All our efforts to build capacity and expertise, as well as recognise skill and achievement, would be impossible without the combined expertise of our Institute Core Team and wider Fellowship through our Learning Circles. The WIE Academic Director, Associate Academic Director and Naomi Kay as Engagement Officer with responsibility for building capacity and expertise programmes, work closely with a number of Learning Circles focused on staff training, student involvement in public engagement, the Pedagogy of public engagement, as well as Promotions and public engagement, to develop best practices standards for our training and to support both staff and students across the university. And not only just within the university. Two of our Learning Circles are actively involved in the EUTOPIA network and Warwick is swiftly emerging as a leader in public and community engagement, collaboration, and co-production (better known on the continent as ‘citizen science’), delivering training sessions to the entire EUTOPIA (and UNICA) European university networks on these topics.

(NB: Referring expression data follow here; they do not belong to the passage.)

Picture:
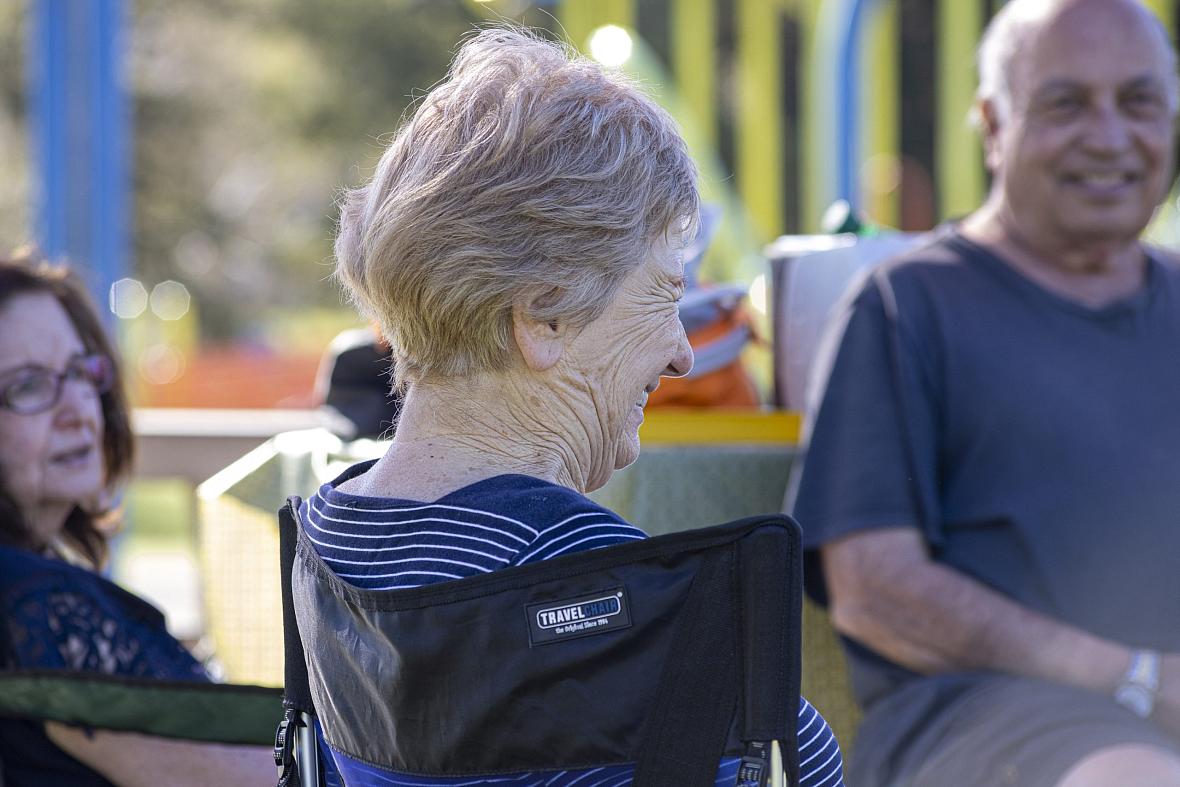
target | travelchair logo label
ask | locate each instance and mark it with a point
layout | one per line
(578, 617)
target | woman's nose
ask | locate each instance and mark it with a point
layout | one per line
(78, 401)
(682, 361)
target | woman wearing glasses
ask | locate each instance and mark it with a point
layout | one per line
(65, 444)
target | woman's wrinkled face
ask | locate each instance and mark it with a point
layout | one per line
(622, 355)
(52, 460)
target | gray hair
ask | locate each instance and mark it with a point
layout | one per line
(1004, 37)
(530, 176)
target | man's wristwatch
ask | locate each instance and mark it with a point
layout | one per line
(1138, 688)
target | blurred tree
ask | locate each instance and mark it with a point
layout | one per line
(249, 119)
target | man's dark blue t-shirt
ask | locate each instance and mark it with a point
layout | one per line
(1034, 440)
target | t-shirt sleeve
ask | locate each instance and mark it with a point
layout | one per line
(871, 458)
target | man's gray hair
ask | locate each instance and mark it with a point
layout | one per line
(1004, 37)
(529, 176)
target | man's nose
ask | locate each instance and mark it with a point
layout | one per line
(682, 361)
(1108, 130)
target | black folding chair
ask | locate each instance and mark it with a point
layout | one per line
(668, 653)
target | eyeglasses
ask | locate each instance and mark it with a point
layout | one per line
(33, 389)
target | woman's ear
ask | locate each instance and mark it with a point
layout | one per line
(988, 115)
(541, 343)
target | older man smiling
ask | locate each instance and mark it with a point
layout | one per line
(991, 478)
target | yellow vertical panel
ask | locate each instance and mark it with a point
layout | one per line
(958, 161)
(1166, 11)
(759, 122)
(879, 109)
(692, 26)
(815, 182)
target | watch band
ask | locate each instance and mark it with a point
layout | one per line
(1141, 682)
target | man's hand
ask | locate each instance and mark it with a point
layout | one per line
(887, 594)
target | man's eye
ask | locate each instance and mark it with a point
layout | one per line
(1063, 104)
(1144, 100)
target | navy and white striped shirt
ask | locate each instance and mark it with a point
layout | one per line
(388, 543)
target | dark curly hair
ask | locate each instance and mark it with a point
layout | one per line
(86, 531)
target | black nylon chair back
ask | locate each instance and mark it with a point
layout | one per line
(668, 653)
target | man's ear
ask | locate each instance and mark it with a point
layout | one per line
(541, 343)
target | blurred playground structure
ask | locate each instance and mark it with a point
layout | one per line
(788, 105)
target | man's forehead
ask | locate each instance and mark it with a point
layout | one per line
(1069, 39)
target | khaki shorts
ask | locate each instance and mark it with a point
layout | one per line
(989, 730)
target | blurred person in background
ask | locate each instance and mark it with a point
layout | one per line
(991, 473)
(520, 246)
(65, 446)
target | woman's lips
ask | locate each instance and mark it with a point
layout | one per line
(78, 456)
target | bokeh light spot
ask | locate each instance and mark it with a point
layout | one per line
(170, 300)
(129, 299)
(161, 365)
(610, 45)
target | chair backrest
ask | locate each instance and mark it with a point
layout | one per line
(662, 653)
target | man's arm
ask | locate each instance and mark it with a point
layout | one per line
(889, 595)
(133, 760)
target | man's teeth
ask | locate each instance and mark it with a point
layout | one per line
(1105, 181)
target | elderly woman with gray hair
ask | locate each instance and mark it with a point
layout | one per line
(519, 246)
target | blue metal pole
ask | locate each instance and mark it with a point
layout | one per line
(837, 82)
(79, 125)
(849, 104)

This is a crucial part of the way in which the Institute – as a pan-university hub – not only enables the achievement of the university’s 2030 Strategic goals and the delivery of real value to our international networks, but also delivers for the university’s Knowledge Exchange-Concordat action plan; how we continue to ensure in the long term that we retain our strong top 10% position in the Government’s Knowledge Exchange Framework; as well as how we grow our pool of researchers comfortable with public engagement as part of our future REF Impact case-study pipeline. And in terms of our students, it is an important part of how we ensure we continue to prepare students with the skills they will need for careers in the 21st century.